Everyone has heard by now about Vanessa Rousso's remarkable run through NBC's National Heads-Up Poker Championship. The new Go Daddy girl, whose new sponsorship raised questions for some about whether looks or accomplishments should be the prime motivator for poker sponsorships, promptly put those conversations to bed by defeating one of the toughest lineups anyone can remember -- Doyle Brunson, Phil Ivey, Paul Wasicka, Daniel Negreanu and Bertrand Grospellier in order -- before finally losing the final to heads-up tournament machine Huck Seed. If Rousso's success were an isolated incident, though, this wouldn't be a column.
After Rousso's success, the European Poker Tour made its way to Dortmund, Germany, and former model/teacher Sandra Naujoks emerged the victor. Naujoks success wasn't without precedent. Her résumé was previously highlighted by a $247,000 score in October 2008. Yet that past success didn't vault her to stardom the way the Dortmund win will when it airs later this year. Like Rousso, Naujoks is young, striking, educated and, according to many in the know, very good.
Immediately after Naujoks' win, the woman whose absence from recent NHUPC play glared brightest showed once again in the wake of the snub why it was just that. Kathy Liebert had won more money in tournament play than any other female player in the past 40 years even before she entered the World Poker Tour's Bay 101 Shooting Star Tournament. Her second-place finish there put her leaps and bounds ahead of the competition in that regard.
In a professional game that often seems to value style over substance, Liebert has leaned the opposite way, opting to make her money through poker success rather than poker celebrity. Bay 101 showed again why she might just be the best female tournament player on the planet. The difference between first and second place in the tournament was a queen after she got Steve Brecher and his A-Q all-in preflop against her A-K. She made a cool $550,000 for second place. Throw it on the pile.
All of this brings questions about whether the playing field is being leveled. It has been a long five years since poker became respectable, and the female masses have slowly infiltrated the old boys' club to the point where it's no longer a surprise to find a feminine presence at the table. One might surmise that it would take a few years for the women of the Moneymaker generation of Roussos and Naujokses and Annette Obrestads to learn the nuances and assert their respective educations. As to whether that's a fair assumption, only time will tell. But we know this: In isolated cases, the girls can play with the boys. These three results have proven again it's more than lightning striking. The next step is to get the Gary Wises of the world to stop feeling the need to point out every female success.
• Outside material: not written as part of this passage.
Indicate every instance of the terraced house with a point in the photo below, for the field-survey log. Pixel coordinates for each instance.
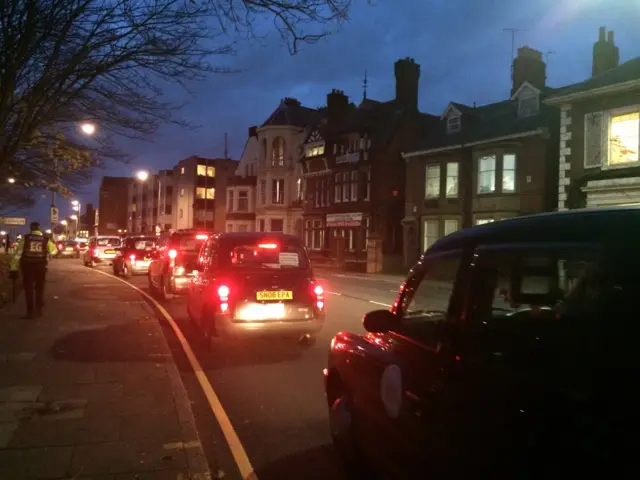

As we peer toward poker's future, the Women in Poker Hall of Fame honors the past. The women's Hall is recognizing women who not only have played the game but also have helped build it up to what it is. Last year's inaugural class of Linda Johnson, Marsha Waggoner, Susie Isaacs and Barbara Enright have been joined by CardPlayer Magazine founder June Field, Jan (of-all-trades) Fisher and Cyndy Violette.
"We couldn't be happier with this year's candidates," Women in Poker Hall of Fame founder Lupe Soto said.
One wonders how many years it will be until it's Rousso's or Obrestad's turn.